しかし、本当の危機はメンフィスで起きていた。スターライト・ランブラーズThe Starlite Ramblers(スターライト・ラングラーズThe Starlite Wraglersの間違いか?)という地方のカントリー・バンド出身の一人のギタリストが、メンフィス・レコーディング・サービスMemphis Recording Serviceによく出入りしていて、サム・フィリップSam Phillipsが気に入っていた。
それはスコッティ・ムーアScotty Mooreと言い、まったくの独学ながらジャズをやりたいという野望を抱いていて、サムと同様に、何か新しいことが将来起こるだろうという直感があり、コーヒーを飲みながらそんなことを語り合った。
サムはスターライト・ランブラーズのシングルを出し、ほとんどのメンフィスのカントリー・ミュージックと同様に売れなかったが、スコッティは出入りを続けた。
結局、誰かが、バンドを探している子のことを口に出したが、その子とはエルビス・プレスリーElvis Presleyで、スコッティは歌を聞きたいと言い出した。
ランブラーズのベース演奏者、ビル・ブラックBill Blackは、2軒離れた所に住んでいて、スコッティは、その子と一緒に演奏しようと誘った。
7月4日、エルビスはムーアの家に現れ、ビルもやって来て、3人は一緒に数曲演奏した。
曲の間に、ビルはテキサスに引っ越した弟のジョニーと、エルビスが知り合いであることを知った。彼らはもう何曲かのんびりと一緒に演奏して、エルビスは帰って行った。スコッティはサムに電話をかけて、エルビスのことを、「たいしたことは無いけど、声は良い」と話した。サムは、テープに録音すると違って聞こえる人がいるので、レコーディングさせるといいかもしれないと考えた。彼らはスタディオで会う約束をし、ビル・ブラックも来ることに同意して、翌日午後7時に、スコッティ、ビル、エルビス、サムが集まり、少し話をした後、テープを回した。
彼らは、アーネスト・タブErnest Tubbのヒット曲「アイ・ラブ・ユー・ビコーズ I Love You Because」を何回か録音してみた。

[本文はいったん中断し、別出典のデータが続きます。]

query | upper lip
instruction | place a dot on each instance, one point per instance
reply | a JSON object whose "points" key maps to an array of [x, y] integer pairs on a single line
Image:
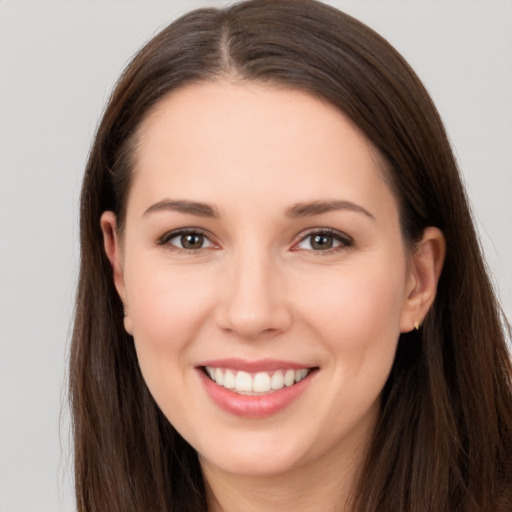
{"points": [[259, 365]]}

ゆったりと歌うバラードで、声はしっかりし、エルビスはバラード・シンガーだとサムは確信したものの、それはサムが探していたものではなかった。数時間が経ち、すると、あることが起こった。エルビスは、おそらく極度に神経が高ぶって、以前から演奏していたある曲をガンガン歌い始めたのだが、それは1940年代にブルース演奏者のアーサー・クルーダップArthur Crudupが、ブルーバード・レコードBluebird recordsで録音した自作の「ザッツ・オール・ライトThat’s All Right(Mama)」だった。

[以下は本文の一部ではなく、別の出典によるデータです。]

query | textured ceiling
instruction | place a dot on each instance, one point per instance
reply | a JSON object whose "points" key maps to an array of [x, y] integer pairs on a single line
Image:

エルビスは、「スタディオ中をジャンプし、全くばかみたいに動いていた。そして、ビルはベースをたたき始め、僕も加わった。ただ大騒ぎしているだけだと思ったんだ。調整室への扉が開いていて、騒いでいる途中でサムが走って来て、『いったい何をしてるんだ?』と言った。僕たちは『分からない。』と言った。『それじゃあ、さっさと正気に戻れ。通しでやって、テープに録音しよう。』それで、分かっている限りたった今やったことを繰り返して全部演奏した。」さて、これは興味深いことだった。あとはもう1曲だけ録音すれば良くて、それでレコードができる。